Kreis Pinneberg/Selenogradsk - Ausgerechnet Giraffen? Für einen Moment war Lars Kascha ratlos. Wie könnte wohl ein Schaukelgestell die Form dieses langhalsigen Steppentiers haben? Jetzt weiß er es. Sorgsam zugeschnittenes Holz wurde kunstvoll mit gelber und schwarzer Farbe bemalt, aufgestellt und felsenfest verankert - schon reckten zwei Giraffen die Köpfe wie zu einem Kuß zusammen. Und an den beiden Hälsen hängt die Schaukel.

Große Tiere und Märchenfiguren hatten sich die Mädchen und Jungen im Kindergarten der russischen Stadt Selenogradsk für ihren Spielplatz gewünscht. Lars Kascha und seine Mitstreiter aus der Jugendgruppe des Partnerschaftsvereins Selenogradsk machten es möglich. Ein halber Zoo aus Holz und jede Menge lustig dreinblickende Ritter - Figuren aus dem Puschkin-Märchen "Ruslan und Ludmilla" - schmücken nun die Turn- und Spielgeräte auf dem vormals kargen Hof des Kindergartens.

Der Bau von Spielplätzen wird ganz allmählich zur Spezialität der Nachwuchsriege aus dem Kreis Pinneberg. Bereits zum dritten Mal opferte eine Jugend-Crew ihre Freizeit, um Kindern in der russischen Partnerregion eine dauerhafte Freude zu bereiten. Ein Kinderheim sowie die Mittelschule profitierten bereits von "Auslandseinsätzen" der Hobby-Handwerker. Diesmal waren es zwölf Studenten und Azubis im Alter zwischen 16 und 28 Jahren, die sich zwei Wochen lang auf dem Gelände des Kindergartens in den Dienst der guten Sache stellten. Die finanzielle Basis für das Projekt wurde erneut von der Stiftung der Kreissparkasse Südholstein gelegt. 2500 Euro stellte sie für Material und Werkzeug zur Verfügung.

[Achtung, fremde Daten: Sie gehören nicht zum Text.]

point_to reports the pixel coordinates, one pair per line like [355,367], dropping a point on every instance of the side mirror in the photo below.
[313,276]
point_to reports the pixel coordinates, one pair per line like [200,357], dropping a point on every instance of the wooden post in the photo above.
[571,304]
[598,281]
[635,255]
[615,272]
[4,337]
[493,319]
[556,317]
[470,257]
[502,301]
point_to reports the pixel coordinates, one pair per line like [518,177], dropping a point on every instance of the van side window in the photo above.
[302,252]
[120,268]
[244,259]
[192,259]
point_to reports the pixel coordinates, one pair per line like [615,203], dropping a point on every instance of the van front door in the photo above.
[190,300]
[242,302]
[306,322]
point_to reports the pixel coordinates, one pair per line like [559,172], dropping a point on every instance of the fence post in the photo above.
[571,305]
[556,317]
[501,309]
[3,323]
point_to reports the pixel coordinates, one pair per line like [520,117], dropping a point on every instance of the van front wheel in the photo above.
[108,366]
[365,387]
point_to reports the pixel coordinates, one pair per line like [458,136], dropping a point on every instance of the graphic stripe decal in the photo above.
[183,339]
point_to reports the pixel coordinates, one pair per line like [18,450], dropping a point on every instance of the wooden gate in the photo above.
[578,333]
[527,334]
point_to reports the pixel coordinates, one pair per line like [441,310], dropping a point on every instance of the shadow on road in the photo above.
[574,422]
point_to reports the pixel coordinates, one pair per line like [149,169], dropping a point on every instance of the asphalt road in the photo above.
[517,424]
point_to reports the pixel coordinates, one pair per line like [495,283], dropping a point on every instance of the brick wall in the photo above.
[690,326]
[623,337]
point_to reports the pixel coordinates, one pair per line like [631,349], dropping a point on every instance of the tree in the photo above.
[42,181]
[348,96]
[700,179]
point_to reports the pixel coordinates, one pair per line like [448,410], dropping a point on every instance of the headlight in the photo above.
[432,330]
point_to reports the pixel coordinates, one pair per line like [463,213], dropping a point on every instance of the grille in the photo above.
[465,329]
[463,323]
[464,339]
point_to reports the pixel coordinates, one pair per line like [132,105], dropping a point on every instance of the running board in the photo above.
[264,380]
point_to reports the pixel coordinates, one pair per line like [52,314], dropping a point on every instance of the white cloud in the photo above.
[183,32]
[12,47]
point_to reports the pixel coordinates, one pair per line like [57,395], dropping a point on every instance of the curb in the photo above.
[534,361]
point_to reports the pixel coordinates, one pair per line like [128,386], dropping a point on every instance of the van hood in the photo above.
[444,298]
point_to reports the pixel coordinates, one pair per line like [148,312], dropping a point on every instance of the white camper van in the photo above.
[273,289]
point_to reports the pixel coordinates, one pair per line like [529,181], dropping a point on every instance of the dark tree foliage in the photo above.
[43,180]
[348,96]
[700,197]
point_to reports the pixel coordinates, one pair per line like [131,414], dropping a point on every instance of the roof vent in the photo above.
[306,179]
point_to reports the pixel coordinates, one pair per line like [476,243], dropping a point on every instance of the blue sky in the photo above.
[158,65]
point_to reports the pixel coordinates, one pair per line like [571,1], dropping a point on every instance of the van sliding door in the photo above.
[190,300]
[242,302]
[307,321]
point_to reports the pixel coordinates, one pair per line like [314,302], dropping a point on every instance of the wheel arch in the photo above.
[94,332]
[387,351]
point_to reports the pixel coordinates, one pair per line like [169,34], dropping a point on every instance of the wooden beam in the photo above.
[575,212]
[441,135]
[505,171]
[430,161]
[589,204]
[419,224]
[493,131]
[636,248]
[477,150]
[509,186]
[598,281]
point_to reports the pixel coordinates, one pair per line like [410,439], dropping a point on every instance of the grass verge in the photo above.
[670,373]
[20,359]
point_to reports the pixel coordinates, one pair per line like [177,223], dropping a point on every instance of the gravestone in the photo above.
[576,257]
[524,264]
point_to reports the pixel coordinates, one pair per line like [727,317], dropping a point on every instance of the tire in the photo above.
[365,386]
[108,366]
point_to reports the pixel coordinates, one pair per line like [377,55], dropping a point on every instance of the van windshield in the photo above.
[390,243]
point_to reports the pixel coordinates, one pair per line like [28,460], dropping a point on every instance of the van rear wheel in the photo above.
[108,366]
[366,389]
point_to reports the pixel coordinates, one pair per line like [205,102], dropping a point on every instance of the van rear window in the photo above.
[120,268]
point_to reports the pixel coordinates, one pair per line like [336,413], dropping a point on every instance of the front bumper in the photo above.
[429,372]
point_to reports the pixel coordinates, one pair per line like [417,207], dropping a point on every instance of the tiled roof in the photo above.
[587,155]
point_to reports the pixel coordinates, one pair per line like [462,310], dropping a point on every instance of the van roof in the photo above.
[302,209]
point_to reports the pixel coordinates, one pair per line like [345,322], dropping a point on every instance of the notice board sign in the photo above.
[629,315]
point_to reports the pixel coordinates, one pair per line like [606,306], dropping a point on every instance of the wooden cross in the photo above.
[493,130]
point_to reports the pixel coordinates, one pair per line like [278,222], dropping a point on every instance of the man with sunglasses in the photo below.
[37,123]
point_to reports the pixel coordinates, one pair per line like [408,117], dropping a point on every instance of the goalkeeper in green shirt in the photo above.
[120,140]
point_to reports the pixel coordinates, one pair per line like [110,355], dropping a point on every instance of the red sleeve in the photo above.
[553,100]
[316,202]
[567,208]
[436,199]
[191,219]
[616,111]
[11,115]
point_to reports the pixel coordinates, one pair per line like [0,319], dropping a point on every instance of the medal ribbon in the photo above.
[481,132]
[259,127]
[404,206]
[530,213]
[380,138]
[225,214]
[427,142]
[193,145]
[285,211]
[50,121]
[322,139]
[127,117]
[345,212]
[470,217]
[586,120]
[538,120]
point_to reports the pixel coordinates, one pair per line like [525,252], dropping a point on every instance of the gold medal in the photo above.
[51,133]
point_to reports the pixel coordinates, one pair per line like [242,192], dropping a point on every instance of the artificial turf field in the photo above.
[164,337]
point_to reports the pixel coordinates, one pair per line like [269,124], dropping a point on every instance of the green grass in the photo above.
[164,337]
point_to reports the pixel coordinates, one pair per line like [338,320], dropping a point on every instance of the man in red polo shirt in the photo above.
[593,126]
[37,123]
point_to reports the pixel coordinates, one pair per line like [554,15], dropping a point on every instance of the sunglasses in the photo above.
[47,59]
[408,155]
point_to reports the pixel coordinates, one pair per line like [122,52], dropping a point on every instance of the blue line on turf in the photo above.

Unterstützt wurde das Team aus dem Kreis Pinneberg von einheimischen Jugendlichen. Die ehemaligen Austauschschüler agierten unter anderem als Dolmetscher und hatten auch sonst viel Organisationsarbeit zu bewältigen. Sie kümmerten sich um Unterkunft und Verpflegung der Gäste, arrangierten ein deutsch-russisches Fußballspiel und begleiteten die Handwerker bei Ausflügen nach Kaliningrad und auf die Kurische Nehrung. "Dieses Miteinander klappt von Mal zu Mal besser", sagt Kascha. Aus den anfangs losen Kontakten sind mittlerweile viele feste Freundschaften entstanden, in jedem Jahr kommen sowohl auf deutscher wie auch auf russischer Seite neue Mitstreiter hinzu.

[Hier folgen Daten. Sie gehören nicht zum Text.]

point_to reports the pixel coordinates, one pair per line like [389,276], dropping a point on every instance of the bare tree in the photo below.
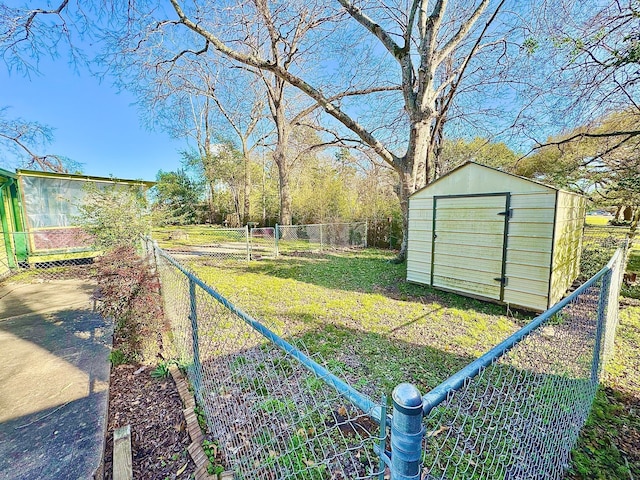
[25,138]
[420,37]
[198,97]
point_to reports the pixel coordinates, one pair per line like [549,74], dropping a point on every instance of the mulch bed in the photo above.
[153,408]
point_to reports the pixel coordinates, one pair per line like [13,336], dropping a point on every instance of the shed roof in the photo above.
[7,174]
[469,163]
[73,176]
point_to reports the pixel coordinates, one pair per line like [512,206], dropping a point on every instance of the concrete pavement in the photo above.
[54,377]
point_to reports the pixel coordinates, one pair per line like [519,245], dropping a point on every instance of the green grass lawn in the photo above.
[357,315]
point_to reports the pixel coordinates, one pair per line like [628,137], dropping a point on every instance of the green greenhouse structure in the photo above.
[38,212]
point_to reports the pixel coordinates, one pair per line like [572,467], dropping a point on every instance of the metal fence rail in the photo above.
[514,413]
[49,253]
[255,243]
[321,236]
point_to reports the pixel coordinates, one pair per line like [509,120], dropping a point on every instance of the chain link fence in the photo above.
[598,245]
[221,244]
[211,242]
[49,254]
[514,413]
[274,410]
[518,412]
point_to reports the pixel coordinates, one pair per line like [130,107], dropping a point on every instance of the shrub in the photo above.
[130,293]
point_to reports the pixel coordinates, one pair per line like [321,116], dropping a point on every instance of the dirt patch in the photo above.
[153,408]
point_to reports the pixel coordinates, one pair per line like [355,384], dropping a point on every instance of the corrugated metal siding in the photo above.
[419,240]
[567,243]
[529,245]
[529,249]
[468,247]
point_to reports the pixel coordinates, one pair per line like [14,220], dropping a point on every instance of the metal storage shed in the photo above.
[484,233]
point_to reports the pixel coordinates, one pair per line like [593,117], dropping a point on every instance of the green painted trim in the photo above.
[5,226]
[71,176]
[7,173]
[553,250]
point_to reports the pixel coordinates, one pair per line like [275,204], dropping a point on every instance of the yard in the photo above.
[356,314]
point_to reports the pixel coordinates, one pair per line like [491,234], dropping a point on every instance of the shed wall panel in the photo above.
[466,244]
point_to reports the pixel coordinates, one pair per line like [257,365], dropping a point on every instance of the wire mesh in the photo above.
[272,417]
[48,254]
[598,245]
[262,242]
[206,241]
[520,417]
[319,237]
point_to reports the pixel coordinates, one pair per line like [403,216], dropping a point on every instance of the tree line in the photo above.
[286,102]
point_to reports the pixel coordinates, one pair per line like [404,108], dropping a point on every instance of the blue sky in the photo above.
[94,124]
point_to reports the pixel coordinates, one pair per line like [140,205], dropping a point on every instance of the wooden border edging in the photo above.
[193,428]
[122,461]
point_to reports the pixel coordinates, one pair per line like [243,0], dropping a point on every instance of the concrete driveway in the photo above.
[54,378]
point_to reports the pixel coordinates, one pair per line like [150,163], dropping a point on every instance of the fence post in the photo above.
[383,438]
[193,316]
[601,325]
[366,232]
[155,248]
[406,433]
[248,238]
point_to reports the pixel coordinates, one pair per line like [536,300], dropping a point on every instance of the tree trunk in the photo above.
[247,190]
[247,182]
[285,192]
[414,171]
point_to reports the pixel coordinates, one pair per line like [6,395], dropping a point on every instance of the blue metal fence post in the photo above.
[366,233]
[193,316]
[248,240]
[381,450]
[601,325]
[406,433]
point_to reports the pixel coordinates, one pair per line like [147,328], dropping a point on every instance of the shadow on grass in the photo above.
[365,271]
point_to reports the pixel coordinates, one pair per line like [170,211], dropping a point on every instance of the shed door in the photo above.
[469,243]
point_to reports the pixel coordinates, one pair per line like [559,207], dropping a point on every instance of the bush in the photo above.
[130,293]
[114,216]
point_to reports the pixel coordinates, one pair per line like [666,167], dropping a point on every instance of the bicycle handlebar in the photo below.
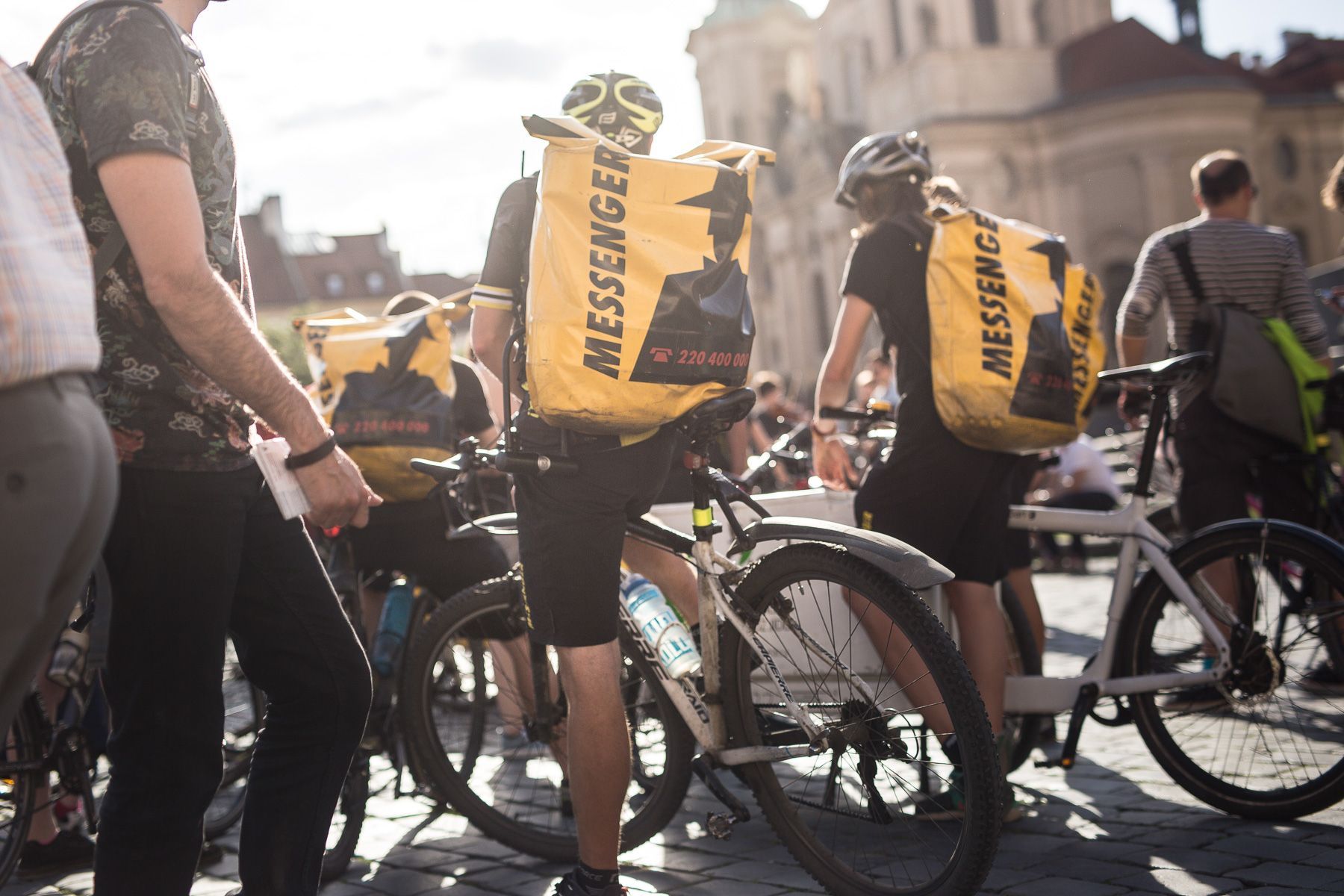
[519,462]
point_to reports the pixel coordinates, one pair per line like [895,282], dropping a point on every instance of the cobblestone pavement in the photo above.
[1112,827]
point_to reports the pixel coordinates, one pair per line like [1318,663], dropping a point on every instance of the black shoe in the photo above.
[570,886]
[210,855]
[1194,699]
[66,853]
[1323,680]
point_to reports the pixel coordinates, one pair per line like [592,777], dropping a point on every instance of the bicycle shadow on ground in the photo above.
[1095,825]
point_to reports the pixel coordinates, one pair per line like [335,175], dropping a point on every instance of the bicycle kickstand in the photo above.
[719,824]
[1088,697]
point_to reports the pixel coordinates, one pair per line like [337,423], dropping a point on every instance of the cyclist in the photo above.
[934,492]
[571,529]
[410,536]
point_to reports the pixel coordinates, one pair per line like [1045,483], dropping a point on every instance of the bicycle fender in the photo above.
[905,563]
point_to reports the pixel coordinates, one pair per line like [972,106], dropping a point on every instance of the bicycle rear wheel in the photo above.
[1256,743]
[512,786]
[1023,660]
[851,815]
[19,781]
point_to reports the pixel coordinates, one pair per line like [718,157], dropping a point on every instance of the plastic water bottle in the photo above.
[660,625]
[393,625]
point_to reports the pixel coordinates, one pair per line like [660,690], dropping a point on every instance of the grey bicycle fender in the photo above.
[909,566]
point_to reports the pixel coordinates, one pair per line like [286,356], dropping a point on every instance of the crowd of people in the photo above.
[132,378]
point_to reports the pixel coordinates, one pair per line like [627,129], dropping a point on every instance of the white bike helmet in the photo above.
[882,156]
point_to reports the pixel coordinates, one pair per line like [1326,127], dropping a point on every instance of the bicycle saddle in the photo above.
[717,415]
[1163,374]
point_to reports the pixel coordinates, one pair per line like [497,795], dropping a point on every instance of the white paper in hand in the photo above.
[289,494]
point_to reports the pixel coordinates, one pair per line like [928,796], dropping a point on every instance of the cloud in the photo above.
[504,60]
[386,105]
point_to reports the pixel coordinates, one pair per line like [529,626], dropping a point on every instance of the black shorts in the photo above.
[411,538]
[1222,461]
[947,499]
[571,534]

Auch auf der Baustelle wäre ohne die Hilfe der Gastgeber vieles sehr viel langsamer gelaufen. Das begann schon beim Einkaufen: Daß auch in Selenogradsk mittlerweile ein Baumarkt seine Pforten geöffnet hat, erleichterte die Materialbeschaffung nur bedingt. "Wir hatten jede Menge Holz bestellt", erzählt Lars Kascha, "und es wurde auch tatsächlich geliefert, aber als wir es abholen wollten, war die Hälfte schon an andere Kunden verkauft." Wer in solchen Momenten nicht fließend russisch schimpfen kann, geht auch beim nächsten Mal leer aus.

Zum Glück kam rechtzeitig genügend Nachschub. Und zum Glück hatte Bauleiter Sergej Schilov derartige Verzögerungen schon eingeplant. Der professionelle Bautechniker und passionierte Maler sorgte nicht nur für korrekte Statik, sondern auch fürs künstlerisch wertvolle Finish aller Spielplatz-Objekte - und damit für viel Glanz in den Augen der Kinder. Nun sehen die Ritterfiguren aus wie im Bilderbuch, und die Giraffen-Schaukel ist nicht nur schön anzuschauen, sondern auch stabil.